Court reserves judgment in Zuma impeachment application

Johannesburg - After more than seven hours of arguments the Constitutional Court has reserved judgment in an application brought by the EFF and other opposition parties trying to have President Jacob Zuma impeached.

The opposition parties told the court that they wanted the establishment of a fact-finding ad hoc committee that would force Zuma to answer questions about his conduct during the Nkandla debacle.

The parties, which also included the UDM and Cope, strongly felt that no action had been taken against Zuma after the Constitutional Court ruling in March 2016 which found that Zuma had failed to uphold, defend and respect the Constitution.

WATCH: EFF on Parliament's 'failure to hold the executive to account

They said there was no doubt that there was prima facie evidence for impeachment proceedings to be instituted against Zuma.

However, Hamilton Maenetje, representing National Assembly Speaker Baleka Mbete, said the Speaker's office would be acting inconsistently were it to remove Zuma.

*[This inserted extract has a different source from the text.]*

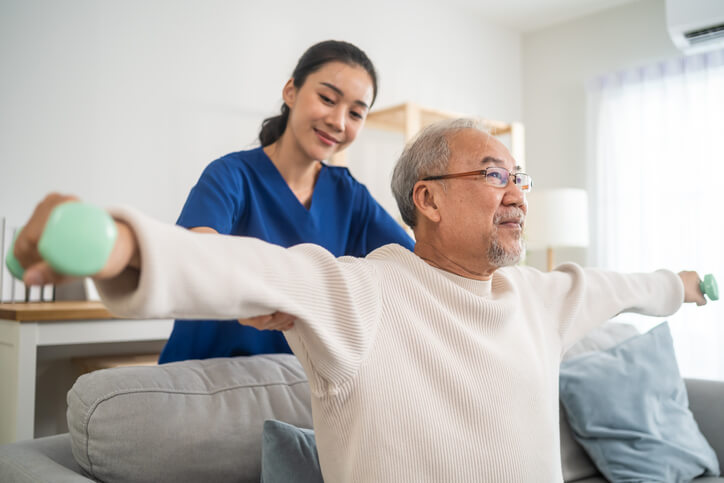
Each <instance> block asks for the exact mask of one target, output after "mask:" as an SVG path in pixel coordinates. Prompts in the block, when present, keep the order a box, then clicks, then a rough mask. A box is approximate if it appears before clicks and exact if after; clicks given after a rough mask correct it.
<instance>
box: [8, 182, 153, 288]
mask: <svg viewBox="0 0 724 483" xmlns="http://www.w3.org/2000/svg"><path fill="white" fill-rule="evenodd" d="M71 201H78V198H77V197H75V196H69V195H61V194H58V193H52V194H49V195H48V196H46V197H45V199H43V201H41V202H40V203H38V205H37V206H36V207H35V211H33V214H32V215H31V217H30V220H28V222H27V224H26V225H25V227H23V229H22V230H21V232H20V233H19V235H18V238H17V240H15V246H14V251H13V254H14V255H15V258H16V259H17V260H18V262H19V263H20V265H21V266H22V267H23V268H24V269H25V274H24V275H23V281H24V282H25V283H26V284H27V285H44V284H49V283H52V284H61V283H64V282H67V281H69V280H72V279H73V277H69V276H67V275H64V274H62V273H58V272H56V271H54V270H53V269H52V268H51V266H50V265H49V264H48V263H47V262H46V261H44V260H43V259H42V257H41V255H40V252H39V251H38V243H39V241H40V238H41V236H42V235H43V231H44V230H45V225H46V223H47V222H48V218H49V217H50V214H51V212H52V211H53V210H54V209H55V208H56V207H57V206H59V205H61V204H63V203H68V202H71ZM115 223H116V228H117V229H118V236H117V238H116V242H115V244H114V246H113V250H112V251H111V253H110V255H109V256H108V260H107V261H106V264H105V266H104V267H103V268H102V269H101V270H100V271H99V272H98V273H96V274H94V275H93V278H96V279H105V278H112V277H115V276H116V275H118V274H120V273H121V272H122V271H123V270H125V269H126V268H127V267H128V266H129V265H130V266H133V267H136V268H138V267H140V257H139V255H138V247H137V245H138V243H137V241H136V237H135V235H134V234H133V232H132V230H131V229H130V227H129V226H128V225H126V224H125V223H121V222H118V221H116V222H115Z"/></svg>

"Because the Speaker plays the role of a referee, it would be inconsistent with her office to initiate the removal of Zuma," Maenetje told the full bench of justices.

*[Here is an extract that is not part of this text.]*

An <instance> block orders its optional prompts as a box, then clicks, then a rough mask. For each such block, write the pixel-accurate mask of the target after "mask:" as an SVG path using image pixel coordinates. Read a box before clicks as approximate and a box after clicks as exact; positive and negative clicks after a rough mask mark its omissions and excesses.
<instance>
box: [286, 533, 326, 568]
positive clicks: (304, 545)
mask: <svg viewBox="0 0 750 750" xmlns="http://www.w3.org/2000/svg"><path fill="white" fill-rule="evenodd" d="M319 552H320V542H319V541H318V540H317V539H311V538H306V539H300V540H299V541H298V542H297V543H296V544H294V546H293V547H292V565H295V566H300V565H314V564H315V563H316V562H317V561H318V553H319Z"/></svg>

Removing Zuma would be 'inconsistent'

Maenetje was arguing against an application brought by the EFF, the UDM and Cope against Mbete and Zuma for various orders directed against them.

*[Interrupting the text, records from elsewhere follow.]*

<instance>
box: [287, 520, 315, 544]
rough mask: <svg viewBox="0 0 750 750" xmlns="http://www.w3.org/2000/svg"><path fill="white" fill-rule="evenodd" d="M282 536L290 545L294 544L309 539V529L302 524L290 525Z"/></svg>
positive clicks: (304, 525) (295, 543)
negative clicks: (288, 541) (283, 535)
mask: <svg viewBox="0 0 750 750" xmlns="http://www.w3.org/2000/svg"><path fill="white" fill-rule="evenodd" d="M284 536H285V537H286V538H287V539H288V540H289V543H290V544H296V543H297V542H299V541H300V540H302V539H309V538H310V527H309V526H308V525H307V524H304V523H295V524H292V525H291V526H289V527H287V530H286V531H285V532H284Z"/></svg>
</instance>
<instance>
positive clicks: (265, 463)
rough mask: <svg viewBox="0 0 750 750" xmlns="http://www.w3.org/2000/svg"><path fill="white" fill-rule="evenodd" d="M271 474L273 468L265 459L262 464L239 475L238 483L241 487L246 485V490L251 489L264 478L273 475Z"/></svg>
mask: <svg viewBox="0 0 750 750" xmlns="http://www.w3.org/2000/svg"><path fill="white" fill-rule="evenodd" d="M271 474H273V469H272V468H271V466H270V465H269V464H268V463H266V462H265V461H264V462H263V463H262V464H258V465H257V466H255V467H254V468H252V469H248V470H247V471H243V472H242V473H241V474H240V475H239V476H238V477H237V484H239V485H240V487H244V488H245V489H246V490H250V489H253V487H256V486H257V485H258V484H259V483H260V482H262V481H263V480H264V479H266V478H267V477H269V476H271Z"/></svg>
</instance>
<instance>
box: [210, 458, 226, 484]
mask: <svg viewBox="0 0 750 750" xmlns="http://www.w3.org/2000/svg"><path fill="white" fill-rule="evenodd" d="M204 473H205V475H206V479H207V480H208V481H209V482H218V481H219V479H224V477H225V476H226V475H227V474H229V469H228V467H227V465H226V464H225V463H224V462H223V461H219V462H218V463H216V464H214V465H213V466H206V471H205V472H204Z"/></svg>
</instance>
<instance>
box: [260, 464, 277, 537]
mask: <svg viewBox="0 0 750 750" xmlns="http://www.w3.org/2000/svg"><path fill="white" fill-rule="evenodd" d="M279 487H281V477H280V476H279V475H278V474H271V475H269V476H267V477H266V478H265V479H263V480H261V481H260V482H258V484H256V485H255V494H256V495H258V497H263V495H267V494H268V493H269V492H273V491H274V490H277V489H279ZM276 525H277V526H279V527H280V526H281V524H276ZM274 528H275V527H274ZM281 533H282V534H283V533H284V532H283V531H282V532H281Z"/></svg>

The orders include one declaring that Mbete failed to put in place all appropriate procedures and mechanisms to hold Zuma accountable following the president's failure to implement recommendations in the former Public Protector's report into Nkandla in 2014.

Maenetje admitted to the court that he personally accepted that Zuma had violated the Constitution.

"As a lawyer, the conduct is a serious violation," he said.

"Our submission is that judgment rests with National Assembly. [It] would be inconsistent with separation of powers."

He asked the court not to declare failure to fulfil constitutional obligation on Mbete's part.

When asked why Mbete had not taken the initiative to establish an ad hoc committee to investigate Zuma's conduct, Maenetje said: "The Speaker doesn't set up ad hoc committees, it's the responsibility of National Assembly. She doesn't have powers to."

Maenetje added that the fact that the president had not been impeached didn't mean that the Speaker had failed to take action.

The justices grilled Maenetje, saying that holding executives accountable rested on all the members of the National Assembly, including the Speaker.

Inquiry an opportunity for Zuma

Advocate Dali Mpofu, representing the UDM and Cope, said he believed that a fact-finding inquiry would force Zuma to account for his actions.

Mpofu said the 27 question and answer sessions conducted by the National Assembly had been insufficient. He said an inquiry would allow interrogators to probe further and request evidence to prove the truth of what Zuma had said in his statements.

He said question and answer sittings differed from inquiry hearings.

"In an inquiry nobody is going to ask you to sit down or raise a point of order," he said.

Mpofu said the inquiry would be an opportunity for Zuma to answer questions.

ALSO READ: Nkandla inquiry will force Zuma to answer - UDM, Cope

"Nobody is going to tell you that that question had been answered. Nobody is going to switch off the mic. We are coming to the court to say the correct process is that there must be an inquiry," he said.

Mpofu said it should be determined whether Zuma violated the Constitution knowingly or if he was given bad advice.

"We are not vindicating his (Zuma) rights, we are vindicating the rights of the people," he said.

Responsibility lies with the Speaker

However, Deputy Chief Justice Raymond Zondo said there had been poor communication between the parties.

"Does this not tell us that there is a problem? These parties are not talking to one another?" Zondo asked. He wondered why opposition parties were turning to the courts for answers when solutions were available in the National Assembly.

He said if parties in Parliament communicated better, issues would be resolved with more success in the House.

Earlier, Chief Justice Mogoeng Mogoeng asked the EFF if it was asking to "kill" Zuma's term in office.

"You are asking to kill the president's term of office, have him removed?" Mogoeng quizzed EFF lawyer Advocate Tembeka Ngcukaitobi. "In order to kill whatever it is you want to kill, you can shoot or use tradition...or knife. Your client wants to kill the president's term of office."

Mogoeng repeatedly asked all the lawyers representing the opposition parties whether they doubted the Nkandla judgment which found that Zuma's conduct amounted to a serious violation of the Constitution.

"We have no doubt," Ngcukaitobi replied.

However, Mpofu said there had been doubt, adding that the doubt was sowed by the Nkandla judgment and the former Public Protector's report.

But Ngcukaitobi argued that it couldn't be said that an investigation into Zuma's conduct had been conducted.

"The primary responsibility to hold someone accountable lies with the Speaker…There is no dispute that there is a prima facie impeachable case against the president," he said.